According to wordnet.com, the definition of extremism is ‘any political theory favoring immoderate, uncompromising policies…’
Enter the current negotiations shaping up over the fiscal cliff.
Once again, Republicans find themselves backed into a corner due to their own extremism. This particular extremism centers around a political ideology which takes on faith the notion that it is never good to raise taxes. It is an ideology arising from an essential conservative suspicion of government power. A concern which would be healthy if it weren’t so hypocritical, myopic and self-serving. For Republicans have, traditionally, supported ‘big government’ when it comes to military spending, draconian security laws like the Patriot Act, helping wealthy entities of their choosing, like the fossil fuel industry, and legislating what women can do with their bodies. More positively, many Republicans have tended to support broader scientific endeavors such as space exploration. But this support, which is to their credit, is drastically undercut by a Republican tendency to work to defund and emasculate the government on all levels. Under such an ideological constraint, the US would never have put a man on the moon. The US would never have entered and fought World War II. The US would have never developed a public education system that became a model for the world. And the US would never have built its economy-enhancing infrastructures — such as the power grid and the public highway systems. Revenue was essential for all these ventures and revenue was rightly procured from those most able to pay taxes — to a greater extent from the wealthy and from those well-off enough to stand on their own two feet economically.
Procuring taxes in this way is fair and just. But, increasingly, the Republicans seem to wish to make exempt those who are most wealthy among us while shifting an ever greater burden to those least able to bear it. At the heart of all this pro-wealthy extremism and class warfare is the Grover Norquist pledge to never raise taxes.

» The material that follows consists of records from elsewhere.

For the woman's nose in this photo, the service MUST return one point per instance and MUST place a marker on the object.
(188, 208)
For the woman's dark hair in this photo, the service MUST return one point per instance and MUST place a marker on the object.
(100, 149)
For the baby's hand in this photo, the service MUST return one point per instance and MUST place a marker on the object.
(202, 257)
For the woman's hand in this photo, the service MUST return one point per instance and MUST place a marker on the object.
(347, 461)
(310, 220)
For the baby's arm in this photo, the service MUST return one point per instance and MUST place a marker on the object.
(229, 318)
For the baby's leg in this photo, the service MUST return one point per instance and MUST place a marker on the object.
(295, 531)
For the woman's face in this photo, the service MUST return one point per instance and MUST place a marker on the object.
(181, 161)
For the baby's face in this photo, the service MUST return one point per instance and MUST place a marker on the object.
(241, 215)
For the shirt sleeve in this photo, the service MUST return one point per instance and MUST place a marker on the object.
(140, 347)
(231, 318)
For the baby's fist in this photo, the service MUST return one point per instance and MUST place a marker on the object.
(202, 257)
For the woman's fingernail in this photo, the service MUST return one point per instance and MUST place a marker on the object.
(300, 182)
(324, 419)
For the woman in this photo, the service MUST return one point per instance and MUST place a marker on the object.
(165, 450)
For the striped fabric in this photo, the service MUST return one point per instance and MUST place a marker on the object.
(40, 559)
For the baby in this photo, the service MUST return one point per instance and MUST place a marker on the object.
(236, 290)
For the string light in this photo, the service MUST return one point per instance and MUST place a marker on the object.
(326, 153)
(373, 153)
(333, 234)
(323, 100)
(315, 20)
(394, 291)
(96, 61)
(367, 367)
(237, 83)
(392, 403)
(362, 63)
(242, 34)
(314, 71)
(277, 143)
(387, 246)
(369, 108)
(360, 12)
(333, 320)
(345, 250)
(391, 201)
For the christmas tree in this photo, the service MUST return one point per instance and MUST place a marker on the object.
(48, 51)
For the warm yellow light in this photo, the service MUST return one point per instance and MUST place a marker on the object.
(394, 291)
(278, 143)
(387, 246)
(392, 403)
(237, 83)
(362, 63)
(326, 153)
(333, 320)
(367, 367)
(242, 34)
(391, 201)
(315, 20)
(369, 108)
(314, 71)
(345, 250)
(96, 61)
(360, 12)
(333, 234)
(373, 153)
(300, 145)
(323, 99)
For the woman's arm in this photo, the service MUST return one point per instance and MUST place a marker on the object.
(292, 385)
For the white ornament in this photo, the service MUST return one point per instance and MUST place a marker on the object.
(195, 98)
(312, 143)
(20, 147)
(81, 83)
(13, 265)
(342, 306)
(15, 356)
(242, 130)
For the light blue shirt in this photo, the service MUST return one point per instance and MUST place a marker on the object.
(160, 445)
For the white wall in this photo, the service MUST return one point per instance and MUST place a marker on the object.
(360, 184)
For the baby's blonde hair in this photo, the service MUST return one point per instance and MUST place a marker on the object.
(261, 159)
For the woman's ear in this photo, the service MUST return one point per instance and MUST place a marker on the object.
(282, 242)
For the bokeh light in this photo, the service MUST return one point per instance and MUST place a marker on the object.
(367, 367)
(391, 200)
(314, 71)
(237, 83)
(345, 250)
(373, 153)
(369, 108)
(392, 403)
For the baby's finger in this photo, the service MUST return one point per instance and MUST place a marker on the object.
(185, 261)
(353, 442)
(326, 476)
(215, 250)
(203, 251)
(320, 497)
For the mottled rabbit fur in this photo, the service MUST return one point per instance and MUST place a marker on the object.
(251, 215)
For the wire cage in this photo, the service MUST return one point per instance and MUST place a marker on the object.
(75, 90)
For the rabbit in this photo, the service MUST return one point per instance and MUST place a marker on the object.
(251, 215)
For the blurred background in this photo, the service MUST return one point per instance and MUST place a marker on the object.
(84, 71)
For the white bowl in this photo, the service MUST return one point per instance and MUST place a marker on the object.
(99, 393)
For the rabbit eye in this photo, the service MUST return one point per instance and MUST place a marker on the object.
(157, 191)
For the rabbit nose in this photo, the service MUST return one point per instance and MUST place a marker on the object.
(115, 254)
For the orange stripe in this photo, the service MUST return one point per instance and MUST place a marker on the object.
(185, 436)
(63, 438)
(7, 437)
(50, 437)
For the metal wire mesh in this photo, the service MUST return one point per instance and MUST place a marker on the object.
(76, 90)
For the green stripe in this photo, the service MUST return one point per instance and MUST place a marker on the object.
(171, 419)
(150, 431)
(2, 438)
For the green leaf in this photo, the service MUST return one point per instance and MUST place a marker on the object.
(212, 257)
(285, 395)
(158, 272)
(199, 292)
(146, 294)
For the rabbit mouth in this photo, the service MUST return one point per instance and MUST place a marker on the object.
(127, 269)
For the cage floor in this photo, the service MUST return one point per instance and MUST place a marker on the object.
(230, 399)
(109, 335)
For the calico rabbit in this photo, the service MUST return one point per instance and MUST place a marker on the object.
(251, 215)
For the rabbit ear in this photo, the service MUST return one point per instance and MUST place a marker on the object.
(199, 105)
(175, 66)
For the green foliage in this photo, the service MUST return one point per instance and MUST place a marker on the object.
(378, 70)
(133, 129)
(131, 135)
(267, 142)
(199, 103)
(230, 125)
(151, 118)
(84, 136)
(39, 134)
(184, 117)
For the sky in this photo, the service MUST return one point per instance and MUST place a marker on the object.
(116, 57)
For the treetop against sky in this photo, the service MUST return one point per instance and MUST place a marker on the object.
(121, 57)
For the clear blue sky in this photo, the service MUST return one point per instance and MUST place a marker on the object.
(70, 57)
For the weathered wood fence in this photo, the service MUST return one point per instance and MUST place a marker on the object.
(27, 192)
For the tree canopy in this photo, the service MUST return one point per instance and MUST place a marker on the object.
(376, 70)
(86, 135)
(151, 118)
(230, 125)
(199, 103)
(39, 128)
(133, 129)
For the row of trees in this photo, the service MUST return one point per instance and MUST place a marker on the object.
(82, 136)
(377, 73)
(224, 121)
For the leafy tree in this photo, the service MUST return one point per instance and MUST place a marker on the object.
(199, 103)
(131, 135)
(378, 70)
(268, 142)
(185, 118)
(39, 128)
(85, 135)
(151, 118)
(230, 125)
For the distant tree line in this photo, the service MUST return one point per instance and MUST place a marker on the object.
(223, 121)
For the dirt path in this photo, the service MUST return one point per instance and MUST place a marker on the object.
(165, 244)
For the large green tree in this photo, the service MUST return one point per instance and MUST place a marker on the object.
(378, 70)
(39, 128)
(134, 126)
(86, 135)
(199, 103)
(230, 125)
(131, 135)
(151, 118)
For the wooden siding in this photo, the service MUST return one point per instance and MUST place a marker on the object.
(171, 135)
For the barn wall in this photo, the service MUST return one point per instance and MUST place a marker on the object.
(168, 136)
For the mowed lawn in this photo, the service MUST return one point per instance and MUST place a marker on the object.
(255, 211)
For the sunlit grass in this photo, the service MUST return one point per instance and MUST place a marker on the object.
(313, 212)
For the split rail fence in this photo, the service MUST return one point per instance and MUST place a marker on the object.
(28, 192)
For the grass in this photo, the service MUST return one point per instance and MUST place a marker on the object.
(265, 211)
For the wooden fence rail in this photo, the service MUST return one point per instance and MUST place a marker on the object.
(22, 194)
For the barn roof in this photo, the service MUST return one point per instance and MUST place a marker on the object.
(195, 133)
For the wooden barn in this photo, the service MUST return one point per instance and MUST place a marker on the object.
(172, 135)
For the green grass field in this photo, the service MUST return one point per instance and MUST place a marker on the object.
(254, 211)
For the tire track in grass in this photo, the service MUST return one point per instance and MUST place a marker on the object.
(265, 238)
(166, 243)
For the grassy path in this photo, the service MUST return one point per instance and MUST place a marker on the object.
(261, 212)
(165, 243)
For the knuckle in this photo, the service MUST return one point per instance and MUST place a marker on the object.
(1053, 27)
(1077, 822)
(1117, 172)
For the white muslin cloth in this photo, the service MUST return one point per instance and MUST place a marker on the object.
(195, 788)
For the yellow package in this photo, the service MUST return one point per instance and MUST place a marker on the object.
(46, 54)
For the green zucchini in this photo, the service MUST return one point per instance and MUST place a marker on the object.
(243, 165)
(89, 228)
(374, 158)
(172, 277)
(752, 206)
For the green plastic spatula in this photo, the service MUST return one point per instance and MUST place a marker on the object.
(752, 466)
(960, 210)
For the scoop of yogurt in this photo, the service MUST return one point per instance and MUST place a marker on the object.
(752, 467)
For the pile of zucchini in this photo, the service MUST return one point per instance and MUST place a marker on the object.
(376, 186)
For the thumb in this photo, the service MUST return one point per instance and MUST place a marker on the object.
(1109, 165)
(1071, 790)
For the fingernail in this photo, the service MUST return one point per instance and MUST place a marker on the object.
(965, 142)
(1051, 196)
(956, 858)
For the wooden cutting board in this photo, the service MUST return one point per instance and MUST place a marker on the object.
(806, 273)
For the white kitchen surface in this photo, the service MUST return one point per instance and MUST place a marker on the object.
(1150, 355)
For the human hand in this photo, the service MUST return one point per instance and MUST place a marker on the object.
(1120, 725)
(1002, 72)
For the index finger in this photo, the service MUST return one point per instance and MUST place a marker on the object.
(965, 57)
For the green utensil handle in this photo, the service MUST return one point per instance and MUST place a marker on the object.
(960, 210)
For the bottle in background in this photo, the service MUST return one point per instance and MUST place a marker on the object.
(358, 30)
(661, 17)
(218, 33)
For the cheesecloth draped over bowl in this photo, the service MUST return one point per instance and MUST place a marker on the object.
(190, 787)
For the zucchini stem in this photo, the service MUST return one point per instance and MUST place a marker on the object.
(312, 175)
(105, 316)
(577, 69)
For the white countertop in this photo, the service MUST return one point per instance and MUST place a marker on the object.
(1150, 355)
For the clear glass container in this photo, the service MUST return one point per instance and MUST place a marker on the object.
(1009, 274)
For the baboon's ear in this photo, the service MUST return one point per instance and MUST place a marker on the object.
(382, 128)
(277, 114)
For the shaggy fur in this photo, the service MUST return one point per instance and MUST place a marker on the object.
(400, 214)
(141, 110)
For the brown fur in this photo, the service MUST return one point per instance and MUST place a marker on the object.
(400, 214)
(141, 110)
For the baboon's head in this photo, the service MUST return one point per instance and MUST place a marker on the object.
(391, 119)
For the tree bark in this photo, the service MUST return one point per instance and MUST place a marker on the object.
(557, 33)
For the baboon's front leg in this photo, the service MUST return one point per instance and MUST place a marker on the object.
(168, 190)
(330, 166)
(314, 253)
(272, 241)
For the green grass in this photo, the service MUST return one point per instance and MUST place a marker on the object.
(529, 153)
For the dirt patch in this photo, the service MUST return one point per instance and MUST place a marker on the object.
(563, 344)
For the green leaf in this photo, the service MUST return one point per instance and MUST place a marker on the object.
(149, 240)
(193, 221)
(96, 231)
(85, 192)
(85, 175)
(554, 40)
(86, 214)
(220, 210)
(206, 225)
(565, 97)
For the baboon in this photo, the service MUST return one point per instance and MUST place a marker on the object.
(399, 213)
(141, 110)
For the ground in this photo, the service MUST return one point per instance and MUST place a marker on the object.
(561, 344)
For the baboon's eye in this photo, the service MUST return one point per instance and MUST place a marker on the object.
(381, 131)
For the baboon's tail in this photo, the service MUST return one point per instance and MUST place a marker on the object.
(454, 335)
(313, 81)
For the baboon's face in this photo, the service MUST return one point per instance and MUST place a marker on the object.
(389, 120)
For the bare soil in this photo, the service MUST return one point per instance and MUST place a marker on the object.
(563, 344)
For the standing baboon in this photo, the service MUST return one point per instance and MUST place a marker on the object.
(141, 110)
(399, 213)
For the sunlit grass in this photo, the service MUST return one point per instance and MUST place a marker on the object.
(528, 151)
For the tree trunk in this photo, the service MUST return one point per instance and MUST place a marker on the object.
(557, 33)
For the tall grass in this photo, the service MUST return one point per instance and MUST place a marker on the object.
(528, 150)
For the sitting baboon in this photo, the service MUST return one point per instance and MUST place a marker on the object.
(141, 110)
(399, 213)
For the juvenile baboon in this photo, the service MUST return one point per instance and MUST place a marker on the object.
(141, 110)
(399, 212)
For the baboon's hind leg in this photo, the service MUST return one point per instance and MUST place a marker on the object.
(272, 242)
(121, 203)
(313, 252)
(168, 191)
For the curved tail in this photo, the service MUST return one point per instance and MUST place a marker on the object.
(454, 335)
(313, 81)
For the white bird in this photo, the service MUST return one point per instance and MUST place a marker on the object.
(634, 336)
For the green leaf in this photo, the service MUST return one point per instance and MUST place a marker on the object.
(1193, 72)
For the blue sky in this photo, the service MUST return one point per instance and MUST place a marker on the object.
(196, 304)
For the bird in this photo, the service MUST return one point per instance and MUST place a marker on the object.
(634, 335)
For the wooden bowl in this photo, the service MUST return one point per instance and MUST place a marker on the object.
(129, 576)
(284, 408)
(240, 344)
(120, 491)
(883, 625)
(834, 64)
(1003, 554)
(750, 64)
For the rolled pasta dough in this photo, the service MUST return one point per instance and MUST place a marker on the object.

Never raising taxes is, in its very essence, a warfare against the US government system. All government systems — including those Republicans traditionally favor. It endlessly undercuts the federal government’s ability to raise money and is, therefore, an existential threat to US government. In the narrow corridors of Republican ideology, the fantasy notion that all government is bad, all government is tyrannical, provides a flimsy justification for legislative warfare against the US democratic and federal systems. But in the real world, this warfare results in massive devastation — crippling critical programs that provide immense benefit to the American people.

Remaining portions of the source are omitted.